WASHINGTON, D.C., U.S. — The National Grain and Feed Association (NGFA) on Aug. 25 submitted a 17-page reply brief to the U.S. Surface Transportation Board (STB) urging that it reject rail carriers' plea that the agency retain the status quo regarding its current procedures for challenging unreasonable freight rates for agricultural products.

Instead, the NGFA urged the STB to proceed by developing a proposed rule containing elements of the new methodology developed by the NGFA that would replace the agency's current onerous and unworkable procedures that effectively preclude captive shippers and receivers from challenging rail rates.

In so doing, the NGFA refuted numerous arguments and assertions made by the Association of American Railroads and several rail carriers in their opening comments in the STB's grain rail rate proceeding.

The NGFA said the railroads' comments "either totally disregard or attempt to obfuscate what the agency's proceeding is all about" - exploring development of a workable process that shippers and receivers of a wide range of agricultural products could use to challenge rail rates they believe are unreasonable in situations where those rail users are captive and where effective competition does not exist - a statutory protection expressly granted by Congress under the Staggers Rail Act of 1980.

"Instead, the railroads would have the STB substitute their (railroads') self-professed altruism and benevolence in rate-setting practices as a complete and total replacement for the statutory protections provided by Congress to captive agricultural rail users against predatory pricing practices," the NGFA said.

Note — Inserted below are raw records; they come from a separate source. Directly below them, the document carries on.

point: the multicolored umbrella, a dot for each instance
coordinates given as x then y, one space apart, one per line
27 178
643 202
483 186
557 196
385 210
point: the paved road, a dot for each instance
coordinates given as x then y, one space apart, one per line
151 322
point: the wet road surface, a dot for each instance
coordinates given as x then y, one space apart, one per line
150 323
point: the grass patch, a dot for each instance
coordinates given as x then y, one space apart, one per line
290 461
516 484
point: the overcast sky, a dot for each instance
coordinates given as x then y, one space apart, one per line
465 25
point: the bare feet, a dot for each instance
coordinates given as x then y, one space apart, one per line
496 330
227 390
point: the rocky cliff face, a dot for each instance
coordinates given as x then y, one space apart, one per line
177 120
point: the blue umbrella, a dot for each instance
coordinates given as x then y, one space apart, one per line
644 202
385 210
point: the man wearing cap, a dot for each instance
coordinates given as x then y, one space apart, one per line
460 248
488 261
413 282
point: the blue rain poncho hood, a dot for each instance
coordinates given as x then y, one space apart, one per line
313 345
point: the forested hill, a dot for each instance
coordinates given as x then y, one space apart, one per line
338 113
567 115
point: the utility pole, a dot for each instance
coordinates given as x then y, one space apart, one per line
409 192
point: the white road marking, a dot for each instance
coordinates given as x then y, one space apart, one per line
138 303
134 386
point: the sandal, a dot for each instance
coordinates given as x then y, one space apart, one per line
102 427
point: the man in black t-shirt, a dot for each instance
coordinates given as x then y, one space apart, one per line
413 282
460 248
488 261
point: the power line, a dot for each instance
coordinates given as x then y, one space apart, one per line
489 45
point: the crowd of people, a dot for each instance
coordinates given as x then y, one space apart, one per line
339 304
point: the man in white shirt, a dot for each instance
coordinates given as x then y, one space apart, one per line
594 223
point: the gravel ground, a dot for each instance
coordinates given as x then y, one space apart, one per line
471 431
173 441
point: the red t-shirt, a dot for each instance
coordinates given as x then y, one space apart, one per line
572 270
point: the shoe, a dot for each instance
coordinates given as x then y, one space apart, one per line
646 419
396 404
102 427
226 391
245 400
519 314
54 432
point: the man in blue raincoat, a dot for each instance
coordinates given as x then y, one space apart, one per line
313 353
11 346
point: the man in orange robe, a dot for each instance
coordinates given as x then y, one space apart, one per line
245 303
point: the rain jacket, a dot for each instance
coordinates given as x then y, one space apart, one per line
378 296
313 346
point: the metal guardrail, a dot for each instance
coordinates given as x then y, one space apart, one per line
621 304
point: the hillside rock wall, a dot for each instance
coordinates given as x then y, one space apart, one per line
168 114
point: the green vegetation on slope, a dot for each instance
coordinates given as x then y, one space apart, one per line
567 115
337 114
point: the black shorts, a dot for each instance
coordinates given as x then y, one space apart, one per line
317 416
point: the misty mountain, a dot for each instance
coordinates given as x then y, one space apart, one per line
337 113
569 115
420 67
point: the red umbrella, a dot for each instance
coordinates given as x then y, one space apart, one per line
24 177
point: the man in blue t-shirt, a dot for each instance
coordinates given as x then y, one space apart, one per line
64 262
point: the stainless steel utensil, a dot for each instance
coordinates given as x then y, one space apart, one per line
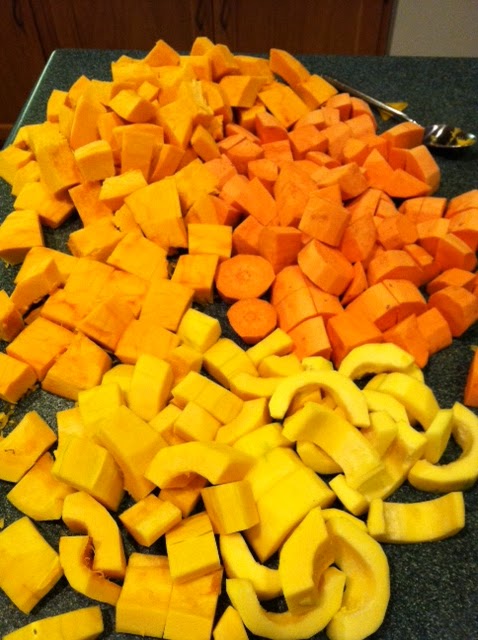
436 136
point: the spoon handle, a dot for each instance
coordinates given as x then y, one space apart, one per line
341 86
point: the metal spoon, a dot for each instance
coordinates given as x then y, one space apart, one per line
437 136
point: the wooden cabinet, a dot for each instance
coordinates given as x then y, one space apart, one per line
342 27
33 29
22 59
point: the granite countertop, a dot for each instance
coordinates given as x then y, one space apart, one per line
434 587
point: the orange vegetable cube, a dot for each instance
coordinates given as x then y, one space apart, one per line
19 232
40 344
24 445
81 366
197 272
11 321
16 378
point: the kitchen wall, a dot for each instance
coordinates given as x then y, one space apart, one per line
435 28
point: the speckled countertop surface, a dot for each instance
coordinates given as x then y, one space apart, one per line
434 587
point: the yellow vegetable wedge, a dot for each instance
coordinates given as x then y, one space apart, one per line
424 521
75 558
239 562
366 597
81 624
304 556
460 474
286 625
374 358
173 466
343 390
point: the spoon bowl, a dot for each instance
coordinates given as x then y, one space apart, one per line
443 136
436 136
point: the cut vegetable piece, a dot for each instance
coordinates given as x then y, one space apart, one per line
283 505
376 358
150 518
418 399
230 626
244 276
38 494
80 624
217 501
365 565
133 443
336 437
16 378
343 390
83 514
326 267
252 319
424 521
75 557
192 607
239 562
458 306
304 557
286 625
24 445
19 232
219 463
87 466
460 474
80 367
144 599
29 566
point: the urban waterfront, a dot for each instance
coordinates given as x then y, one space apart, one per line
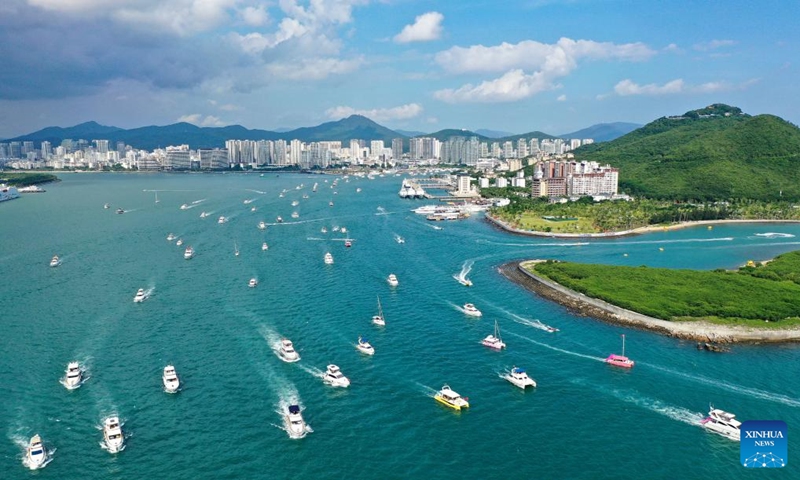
584 420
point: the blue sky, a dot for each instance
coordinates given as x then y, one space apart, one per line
515 66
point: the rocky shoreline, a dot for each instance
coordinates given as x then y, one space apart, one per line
594 308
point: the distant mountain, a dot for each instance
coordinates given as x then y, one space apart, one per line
714 153
603 132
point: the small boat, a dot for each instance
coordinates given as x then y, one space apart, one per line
379 319
470 309
446 396
170 379
293 422
140 296
73 376
112 435
494 341
335 378
620 360
518 377
287 353
364 347
722 423
35 453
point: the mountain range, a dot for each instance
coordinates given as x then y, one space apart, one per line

The NGFA's brief replying to the railroad parties' opening comments pointed out that the carriers in several respects reinforced NGFA's arguments about why agricultural product shipments differ from most non-agricultural commodities, and deserve a different rate-challenge method. These differences include multiple origin-destination pairs that change frequently and sometimes unpredictably, fluctuating crop yields, changing patterns of farmer and elevator merchandising based on market prices and varying demand shifts in domestic and export markets, fluctuating currency valuations and geopolitical considerations.

But the NGFA took strong exception to the railroads' contention that rail-rate challenges are not being pursued by agricultural shippers because all existing rates are reasonable and market-based.

The rail carriers also attempted to dismiss the need for a workable approach for agricultural rail users to challenge unreasonable rates by citing the last two years of record net farm income, which the NGFA called another diversionary tactic that ignores the underlying issue and the fact that net farm income can be highly variable based upon supply/demand fundamentals and mounting transportation costs associated with pervasive rail-service disruptions.

The NGFA also countered the allegation of Bill Wilson from North Dakota State University, who authored a verified statement included in BNSF Railway's opening comments, that the increased vertical integration in the grain supply chain has resulted in large grain firms that have the size and leverage to prevent any attempt by rail carriers to exercise their rate-setting market power.

"In actuality, railroads, even in competitive transportation environments, typically set rates and price their services at the maximum level they believe the market will bear," the NGFA said. "Further, if larger grain companies have such profound 'leverage' over rail carrier pricing practices... how can (the railroads) explain the millions of dollars in fuel overcharges extracted by a major Class I carrier...?" the NGFA asked - referring to a recent proceeding launched by the STB into whether its current fuel surcharge rules have given railroads an opportunity to recover more than their actual incremental increases in fuel, thereby making fuel surcharges a profit center.

Further, the NGFA contested the assertions from some railroads that any change to the status quo when it comes to the STB's rail rate challenge procedures would undermine, if not destroy, their ability to invest in rail infrastructure. The NGFA noted that the new method it proposed to the STB for captive agricultural shippers to challenge unreasonable rail rates would not have such a result and would not cause any carrier to become revenue inadequate, even if every possible case was successfully challenged.

"Taken as a whole, it is clear from the railroads' opening comments that the rates they set for agricultural commodities are based on the maximum they think the market will bear, not necessarily at a level to capture costs and a reasonable profit and return on investment," the NGFA concluded. "Where transportation market forces are not operating, as is the case in situations where shippers and receivers are captive to a rail carrier, no such 'discipline' exists and the sole remedy available to captive shippers or receivers is to have access to a workable process to challenge rates they believe are unreasonable."

In a related development, 33 national, state and regional producer and agribusiness organizations submitted a joint reply brief  to the STB reiterating and supporting the NGFA's contention that the STB's current procedures for challenging unreasonable rail rates are unworkable, and should be replaced with new rules and procedures.

The groups wrote that the new rail-rate reasonableness methodology proposed by the NGFA "provides the (STB) with a unique opportunity to adopt a set of rules for agricultural rail rates that would be relatively simple to apply, would permit cases to be processed in a timely manner and at a lower cost than the current rules, and would produce relief to captive agricultural shippers while protecting the revenues of defendant railroads."